Tomorrow I would go get the stubble of hair left on my head colored -- Copper Penny Red. Kind of ironic, though. That's about all my sisterhood-circle friends each have in their bank accounts after making their minimum payments each month on those platinum credit cards.


(c)2007 Susan Berg All Rights Reserved (but honestly, why would anyone in their right mind (or left mind, even) want to steal that malarky?!)

Saturday, September 01, 2007

Sunday Scribblings #75 -- "The End"

No, it's not the end of Sunday Scribblings. The prompt this week is "the end."

Well, I don't like this one. I wrote it, I posted it, but it is dumb (I think). LOL. Not quite sure why my recent writings of fiction for the net have headed into this sort of genre. Weird, if you ask me. Oh well. I told myself I would try to do these prompts and not self-edit (too much) ...


Her voice trailed off. Lucy shut the book quietly, blew out the candle and tiptoed toward the door. Anna had fallen asleep a long time ago, but Lucy had finished reading the bedtime book to the final page. "The end," it had said.

Lucy was almost out the door when the little voice said, "Mom, you know, I hate that."

Her daughter's comment startled her. "Hate what, honey?" she asked as she returned to her daughter.

"How all my favorite stories end. 'The End.' I don't think that is true, do you?"

Lucy waited for her six-year old to go on. After a short pause, Anna added, "I think the stories have to go on. You and daddy didn't end when you got married, did you?" Her child's eyes grew big as she studied at her mother in the darkness of the bedroom. "You're not a ghost mommy, are you?"

"No, honey," Lucy laughed, "I'm not a ghost. Good night dear. Sleep well."

"What was wrong with the little tyke?" Daniel asked as she returned to the sitting room.

"She asked if I was a ghost? She doesn't like how her favorite stories all finish off with 'The End'."

Daniel Gregg raised an eyebrow at that. Lucy continued, "I didn't tell her that her father is a ghost. And that my lover is a ghost, Captain." She reached up and tickled his chin, always amazed that she touched a warm solid beneath her finger tips and not a cold ethereal mist.

His arms around her were warm and strong. She raised her face to meet his lips. There was no breath upon her cheek, but there was a weight of flesh upon her own. She dared not try to analyze this, try to understand how a ghost could feel so solid, so real.

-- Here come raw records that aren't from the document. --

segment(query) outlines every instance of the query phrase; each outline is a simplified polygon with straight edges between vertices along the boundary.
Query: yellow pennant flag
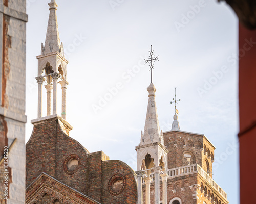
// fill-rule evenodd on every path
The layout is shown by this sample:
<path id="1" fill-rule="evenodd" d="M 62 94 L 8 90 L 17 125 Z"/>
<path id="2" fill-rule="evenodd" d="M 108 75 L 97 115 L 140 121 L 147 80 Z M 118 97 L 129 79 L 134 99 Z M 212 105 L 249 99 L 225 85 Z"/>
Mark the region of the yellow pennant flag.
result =
<path id="1" fill-rule="evenodd" d="M 177 110 L 176 109 L 175 109 L 175 113 L 176 113 L 177 114 L 179 114 L 179 111 L 178 110 Z"/>

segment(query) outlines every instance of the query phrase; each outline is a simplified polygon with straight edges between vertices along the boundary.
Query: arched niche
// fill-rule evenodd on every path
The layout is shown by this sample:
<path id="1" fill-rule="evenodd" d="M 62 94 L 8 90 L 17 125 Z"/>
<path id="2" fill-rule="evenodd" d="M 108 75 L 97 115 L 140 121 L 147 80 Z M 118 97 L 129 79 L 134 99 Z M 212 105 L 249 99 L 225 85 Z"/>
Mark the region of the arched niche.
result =
<path id="1" fill-rule="evenodd" d="M 175 197 L 170 200 L 169 204 L 182 204 L 180 198 Z"/>

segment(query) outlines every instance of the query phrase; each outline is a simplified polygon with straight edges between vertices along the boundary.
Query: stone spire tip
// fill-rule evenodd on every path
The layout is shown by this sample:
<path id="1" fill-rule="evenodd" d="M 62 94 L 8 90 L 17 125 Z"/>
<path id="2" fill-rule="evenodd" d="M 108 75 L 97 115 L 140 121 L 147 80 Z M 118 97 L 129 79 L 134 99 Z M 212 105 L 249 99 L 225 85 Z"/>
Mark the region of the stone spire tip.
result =
<path id="1" fill-rule="evenodd" d="M 174 121 L 173 122 L 173 125 L 172 126 L 172 131 L 180 131 L 180 124 L 178 121 L 178 115 L 176 114 L 174 116 Z"/>

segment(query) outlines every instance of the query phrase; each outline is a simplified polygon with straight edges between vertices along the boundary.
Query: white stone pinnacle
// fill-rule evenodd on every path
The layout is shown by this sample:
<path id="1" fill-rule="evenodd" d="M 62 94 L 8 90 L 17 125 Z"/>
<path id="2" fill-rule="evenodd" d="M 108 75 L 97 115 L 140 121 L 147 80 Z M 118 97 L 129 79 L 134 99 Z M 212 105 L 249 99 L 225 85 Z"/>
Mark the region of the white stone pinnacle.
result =
<path id="1" fill-rule="evenodd" d="M 141 145 L 155 142 L 160 142 L 164 145 L 163 138 L 160 133 L 158 116 L 155 99 L 155 92 L 156 90 L 153 83 L 151 83 L 147 88 L 148 91 L 148 104 L 146 113 L 146 121 L 143 140 Z M 142 143 L 141 142 L 143 141 Z"/>
<path id="2" fill-rule="evenodd" d="M 176 114 L 174 116 L 174 121 L 173 122 L 173 125 L 172 126 L 172 131 L 180 131 L 180 124 L 178 121 L 178 115 Z"/>
<path id="3" fill-rule="evenodd" d="M 55 0 L 48 3 L 50 8 L 50 15 L 46 33 L 45 46 L 42 47 L 41 55 L 46 55 L 54 52 L 58 52 L 63 55 L 63 45 L 60 44 L 59 39 L 58 21 L 56 12 L 58 5 Z"/>

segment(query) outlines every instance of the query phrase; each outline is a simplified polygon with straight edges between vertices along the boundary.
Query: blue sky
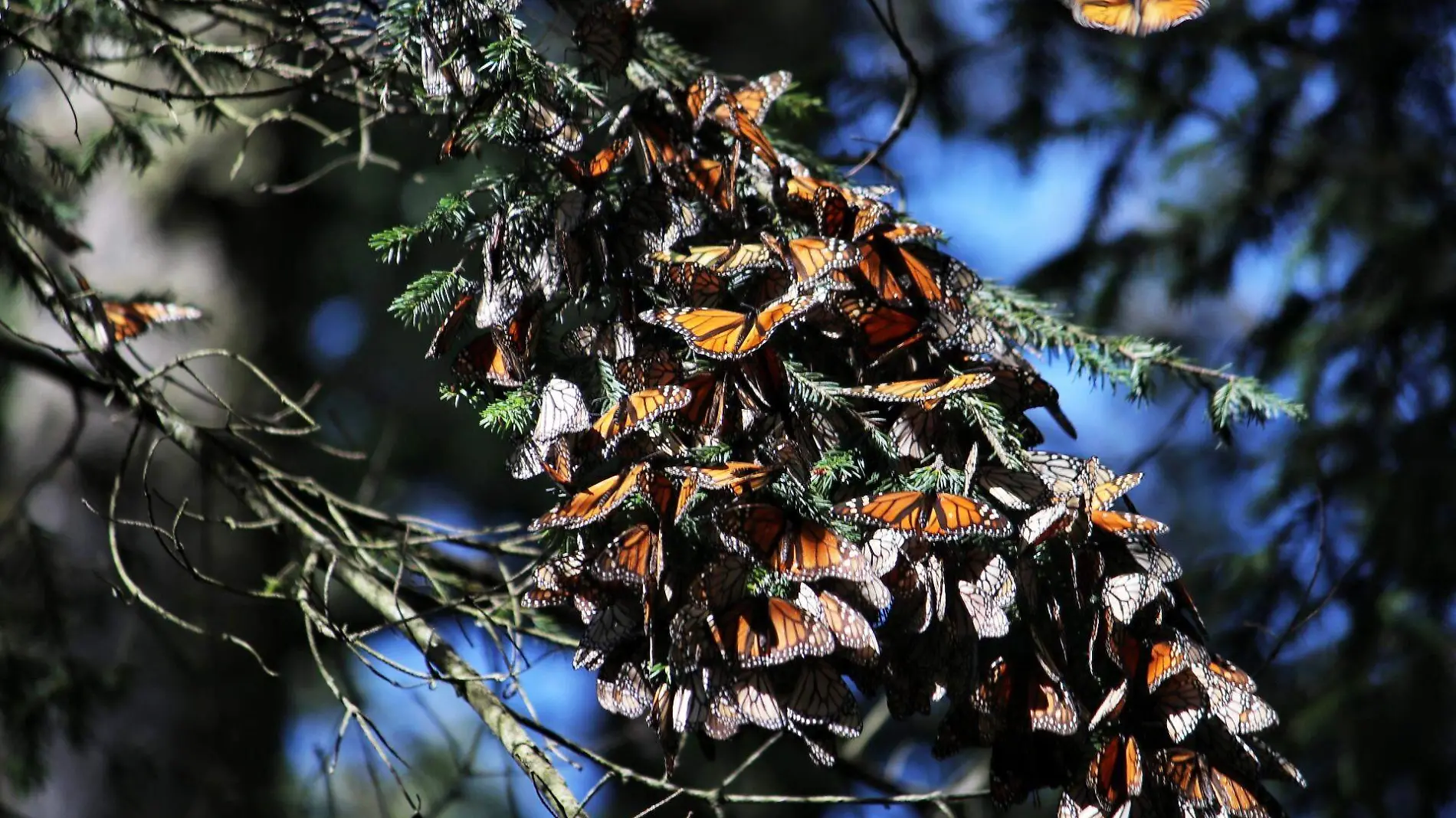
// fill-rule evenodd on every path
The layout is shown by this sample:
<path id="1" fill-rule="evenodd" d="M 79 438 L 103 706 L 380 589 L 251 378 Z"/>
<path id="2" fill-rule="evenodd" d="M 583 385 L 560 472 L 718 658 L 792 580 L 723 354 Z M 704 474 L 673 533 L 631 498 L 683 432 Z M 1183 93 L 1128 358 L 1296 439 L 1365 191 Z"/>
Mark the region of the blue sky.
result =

When her husband had died, Lucy Muir had begun to die in her heart too. Daily she had slipped further and further away into a cold, lonely place that seemed to be shrouded in mist. Her loneliness and despair, unrecognized, unseen by any around her, drove her to attempt suicide. But then a hand, unseen in the darkness, stopped her own. A kiss came from lips she could not see, but the taste was of sweet pipe tobacco and the feel of them was a passion, long in slumber, aroused.

This man, this sea captain long dead, came into her life. He brought sunshine that burned away the fog and mist of despair, warmth that melted the ice in her heart, and strength to face each day knowing he would be there in her arms each night -- if only in her fantasies.

In the end, it mattered not whether he was real or an figment. What mattered was he made her story go on when she had wanted to write "the end."